Eri silk yarn in most cases is NOT 100% vegan because the rearers of Eri silkworms benefit from multiple income sources:
1. selling the cocoon to fiber companies to spin yarn
2. selling the silkworms in the local village market for consumption
The silkworms are an age-old source of protein in the local diet. The moths, after dyeing, are composted into the soil. The eggs that the moth lays before dying hatch and the cycle continues.
We have read many articles that state silk is not sustainable. We prefer to look at the circular economy of this amazing fiber. The green footprint of Eri silk from Meghalaya is extremely tiny. That is why we emphasize it as sustainable silk over peace silk.
Are Silkworms Boiled to Make Silk?
- Mulberry, Muga, and Tussah cocoons are closed cocoons.

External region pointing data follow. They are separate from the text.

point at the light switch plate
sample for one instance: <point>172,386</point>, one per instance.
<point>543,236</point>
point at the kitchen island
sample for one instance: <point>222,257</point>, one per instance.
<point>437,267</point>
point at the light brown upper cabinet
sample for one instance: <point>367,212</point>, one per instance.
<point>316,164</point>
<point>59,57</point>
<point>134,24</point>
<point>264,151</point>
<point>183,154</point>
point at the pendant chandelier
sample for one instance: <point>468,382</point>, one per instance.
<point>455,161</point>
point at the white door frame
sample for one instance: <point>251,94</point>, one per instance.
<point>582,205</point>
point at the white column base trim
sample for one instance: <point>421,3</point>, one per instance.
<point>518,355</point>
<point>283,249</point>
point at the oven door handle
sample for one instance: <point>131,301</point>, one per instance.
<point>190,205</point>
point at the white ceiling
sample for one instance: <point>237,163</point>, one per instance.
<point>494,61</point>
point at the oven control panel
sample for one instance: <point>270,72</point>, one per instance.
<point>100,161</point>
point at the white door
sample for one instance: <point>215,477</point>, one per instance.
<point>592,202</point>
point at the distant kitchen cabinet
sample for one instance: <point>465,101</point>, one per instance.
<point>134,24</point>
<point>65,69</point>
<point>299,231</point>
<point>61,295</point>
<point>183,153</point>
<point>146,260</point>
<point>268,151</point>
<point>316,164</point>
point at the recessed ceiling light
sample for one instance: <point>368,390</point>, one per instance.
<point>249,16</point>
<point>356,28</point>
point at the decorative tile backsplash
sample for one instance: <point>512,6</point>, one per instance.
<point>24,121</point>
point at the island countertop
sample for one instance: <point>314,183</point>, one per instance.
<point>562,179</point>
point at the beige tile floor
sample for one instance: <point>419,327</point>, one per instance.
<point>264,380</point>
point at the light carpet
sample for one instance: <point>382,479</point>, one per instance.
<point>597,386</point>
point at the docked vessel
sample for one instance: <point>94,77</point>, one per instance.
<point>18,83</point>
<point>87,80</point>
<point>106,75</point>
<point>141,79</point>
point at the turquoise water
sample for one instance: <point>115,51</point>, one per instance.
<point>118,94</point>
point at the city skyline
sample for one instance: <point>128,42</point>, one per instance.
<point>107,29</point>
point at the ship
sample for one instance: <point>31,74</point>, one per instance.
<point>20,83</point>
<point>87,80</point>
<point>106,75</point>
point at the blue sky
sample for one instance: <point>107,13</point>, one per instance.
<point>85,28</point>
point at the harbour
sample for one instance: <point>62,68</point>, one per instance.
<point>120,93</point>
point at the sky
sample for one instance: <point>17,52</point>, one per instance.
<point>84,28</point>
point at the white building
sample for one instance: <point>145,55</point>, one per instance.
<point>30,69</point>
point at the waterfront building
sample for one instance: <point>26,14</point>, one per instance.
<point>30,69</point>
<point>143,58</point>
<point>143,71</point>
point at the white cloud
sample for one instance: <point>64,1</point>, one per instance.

- The pupa does not mature.
- To spin the silk filament, the pupa is killed in the production process. Stopping the natural lifecycle of the insect.
- Eri silk does not boil cocoon with the pupa inside. The moth either emerges naturally or the village people extract the worm from the open-ended cocoon before boiling.
Is Silk Eco-friendly?
Yes, silk yarn is earth-friendly if it is 100% pure natural silk. Be aware that every item that says, “silk” does not necessarily mean “natural silk”. We stand by Muezart’s yarn brand. Our mission in part is aimed to protect Meghalaya’s long and deep history of weaving with natural Eri silk yarn.
“The first Indian silk, spun as early as 1725 B.C., was produced not by the domesticated Bombyx mori silkworm, fed on mulberry leaves, but from the cocoons of indigenous Tussah, Eri and Muga moths." ~ Dr. Narasimha Reddy
What is not indigenous to India yarn types is mulberry silk. The bombyx mori silkworm came from China and was introduced into India’s textile industry. Today 80% of silk textile fabrics are mulberry silk. We believe the fashion world and the maker world is missing out on creating with the world's most sustainable soft wooly silk: Eri.